Taliban courts are systematically denying divorce rights to child brides forced into marriage, according to a new investigation by Radio Free Europe/Radio Liberty, documenting how the regime's judicial system institutionalizes abuse of Afghan women and girls.
The RFE/RL investigation reveals that Taliban judges routinely reject divorce petitions from women who were married as children, often to significantly older men, citing Islamic law interpretations that favor male guardianship and marital permanence over women's consent or wellbeing.
"The courts say I have no right to leave," said one woman who was married at 14 to a man in his forties. "They told me marriage is sacred and I must obey my husband." She spoke on condition of anonymity for her safety.
The practice extends beyond the Taliban's well-documented restrictions on women's education and employment, revealing how the regime is using judicial structures to enforce gender-based oppression. While international attention has focused on university bans and work restrictions, the courts have quietly become instruments for trapping women in abusive marriages.
Under Taliban interpretation of Sharia law, women seeking divorce must prove severe abuse or abandonment—standards that judges apply inconsistently and often impossibly. Meanwhile, men can divorce unilaterally through simple declaration. The asymmetry effectively removes women's agency even in the most coercive marriages.
Child marriage was common even during the Islamic Republic era, but women had legal recourse through courts that, while imperfect, recognized forced marriage as grounds for divorce. The Taliban judicial system has eliminated those protections entirely.
"We are documenting these cases because they represent systematic violations of basic human rights," said a researcher with a human rights organization working on Afghanistan, speaking anonymously due to security concerns. "This is not about cultural relativism.
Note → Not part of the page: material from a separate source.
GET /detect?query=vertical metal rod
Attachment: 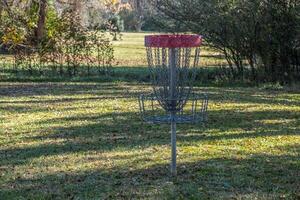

These are children being imprisoned in marriages they never chose."
The United Nations estimates that nearly 60% of Afghan girls are married before age 19, with many married as young as 12 or 13. Under Taliban rule, those numbers are believed to be rising as economic desperation drives families to marry daughters early, and as girls are barred from education beyond sixth grade in most provinces.
In Afghanistan, as across conflict zones, the story is ultimately about ordinary people navigating extraordinary circumstances. Young women trapped in forced marriages face violence at home and state-sanctioned denial of divorce in courts, with no recourse and no way out.
The Taliban's Ministry for the Promotion of Virtue and Prevention of Vice, which enforces the regime's interpretation of Islamic law, has made child bride divorce cases a low priority. Officials have publicly stated that maintaining family structures takes precedence over individual women's complaints.
International organizations have limited leverage. Most foreign aid has been suspended or severely restricted since the Taliban takeover in August 2021, and the regime has shown little interest in engaging with international human rights frameworks. Women's rights activists who remain in Afghanistan operate in extreme danger.
"Every day we receive calls from girls, from women, asking for help to escape these marriages," said one underground activist network coordinator. "We can hide some temporarily, but we cannot change the law. The courts will not help them, and fleeing means abandoning everything."
The practice also reflects broader Taliban governance philosophy. By controlling women's mobility, education, employment, and now marital status through judicial decree, the regime enforces a social order where women exist entirely under male guardianship from cradle to grave.
A May decree titled "On The Judicial Separation Of Spouses" formalized the Taliban's approach, establishing that girls can only dissolve marriages "upon reaching puberty"—and that silence after puberty is interpreted as consent to the marriage. The decree requires witness testimony for divorce claims, but if witnesses cannot be produced, courts must accept the husband's account.
For young women denied education, denied work, and now denied exit from forced marriages, the compounding restrictions leave virtually no path to autonomy or safety. The judicial system, rather than offering protection, has become another mechanism of control.
One survivor, Neda (a pseudonym), was married at age 12 to a 20-year-old stranger in Darwaz district. "I didn't even have my first period yet. I had no idea what marital life or sex was," she said. Her divorce took two years through the Sharia court system. She now lives as a refugee in Pakistan.
Another survivor, Sana, was forced into marriage at 13 after losing her parents. She obtained a divorce at 18 but faced devastating social stigma. She eventually remarried and lost her job when the Taliban returned to power in 2021, illustrating how the current regime's restrictions compound the vulnerabilities of women who have already survived forced child marriage.
Human rights organizations are calling for international documentation of these cases as potential evidence of gender-based persecution, though prospects for accountability remain distant. The International Criminal Court has limited jurisdiction, and the Taliban shows no willingness to engage with international justice mechanisms.
As Afghanistan faces one of the world's worst humanitarian crises, with millions facing food insecurity and economic collapse, the systematic denial of divorce rights to child brides represents another layer of suffering that disproportionately affects the most vulnerable. The Taliban's construction of a permanent legal system institutionalizing gender apartheid shows no signs of reversal, despite international condemnation and aid conditionality.